A Study on 3-Point Shooting: Should we change how we contextualize 3-point defense in the NBA?

Can a team truly affect the 3-point percentage of their opponents on defense? Can one season at a time even properly contextualize 3-point shooting? Were the Knicks just “lucky” to achieve the best 3-point defense in the NBA this year? Drew tries to find the answers.

doug 3p article.png

Three-point defense was the subject of much debate with the New York Knicks throughout the season. Was the defense carefully crafted my the masterminds of the Knicks coaching staff, manipulating who specifically can or cannot shoot the ball? Were the NBA Analytics Intelligencia correct all along that the 3-point defense of the Knicks was completely lucky, void of any skill or influence, as shooting 3-pointers is an unexplainable phenomena — like UFOs, or that small little patch of hair that Thibs combs overs like a 1950s greaser?

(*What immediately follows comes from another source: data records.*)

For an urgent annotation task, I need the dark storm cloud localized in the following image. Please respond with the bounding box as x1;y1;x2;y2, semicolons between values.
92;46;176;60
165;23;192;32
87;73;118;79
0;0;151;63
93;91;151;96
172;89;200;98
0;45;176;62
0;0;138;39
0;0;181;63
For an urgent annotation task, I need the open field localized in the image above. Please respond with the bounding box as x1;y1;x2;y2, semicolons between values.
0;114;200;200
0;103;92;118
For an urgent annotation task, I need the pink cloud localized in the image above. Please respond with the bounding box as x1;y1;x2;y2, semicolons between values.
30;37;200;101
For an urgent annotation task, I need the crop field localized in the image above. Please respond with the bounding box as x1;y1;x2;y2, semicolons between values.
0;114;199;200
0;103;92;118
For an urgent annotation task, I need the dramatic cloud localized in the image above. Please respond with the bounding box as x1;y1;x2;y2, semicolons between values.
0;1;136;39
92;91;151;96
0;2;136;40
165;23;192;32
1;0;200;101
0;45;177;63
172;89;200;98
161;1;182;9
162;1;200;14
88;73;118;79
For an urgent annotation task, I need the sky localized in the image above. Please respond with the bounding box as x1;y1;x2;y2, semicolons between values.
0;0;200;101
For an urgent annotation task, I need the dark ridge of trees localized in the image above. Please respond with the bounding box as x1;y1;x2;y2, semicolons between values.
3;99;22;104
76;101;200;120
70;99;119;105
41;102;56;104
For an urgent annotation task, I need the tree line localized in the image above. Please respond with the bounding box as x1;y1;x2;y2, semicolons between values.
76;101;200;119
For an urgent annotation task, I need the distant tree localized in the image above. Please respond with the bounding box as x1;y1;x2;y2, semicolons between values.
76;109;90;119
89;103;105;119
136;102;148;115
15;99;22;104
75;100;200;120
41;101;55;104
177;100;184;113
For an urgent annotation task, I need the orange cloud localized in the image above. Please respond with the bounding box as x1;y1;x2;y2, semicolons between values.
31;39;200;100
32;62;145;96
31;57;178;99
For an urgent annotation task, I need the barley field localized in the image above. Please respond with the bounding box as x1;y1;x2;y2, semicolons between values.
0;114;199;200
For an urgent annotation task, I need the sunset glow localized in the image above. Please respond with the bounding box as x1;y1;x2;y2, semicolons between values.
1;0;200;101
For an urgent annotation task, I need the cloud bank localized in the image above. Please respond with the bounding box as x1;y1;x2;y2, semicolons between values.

Will we ever get to some sort of consensus, or at the very least try to create some sort of statistical foundation with the data publicly available? This is where I come into the picture.

Back in the mid-2010s, a website you may know as Nylon Calculus, but I know as the website that published an article by yours truly once, had a number of articles dedicated to understanding the nature of the all-so-mysterious 3-point shot. This de-facto series is what much of the three-point discourse is based on, and understandably so given that the research is quite good. But now it’s 2021 and we have much more data to use to have a more comprehensive analysis on the subject. You can never have too much data. Well, actually, you can, but this is not the article nor the website to discuss statistical concepts such as overfitting. Not yet.

Forewarning: This article is going to be quite long and potentially dense. It has a number of different graphs and tables filled with data. I’m going to break the article into sections so everyone can read at their own pace. Or you can plow right through it to see if the conclusions of this article match your preconceived notions on 3-point shooting. It’s entirely up to you. Think of it like a choose your own adventure. Here are how the sections are broken down:

  • Section One: 3-Point variation

  • Section Two: Are threes contested?

  • Section Three: Can opponent 3-point shooting be explained?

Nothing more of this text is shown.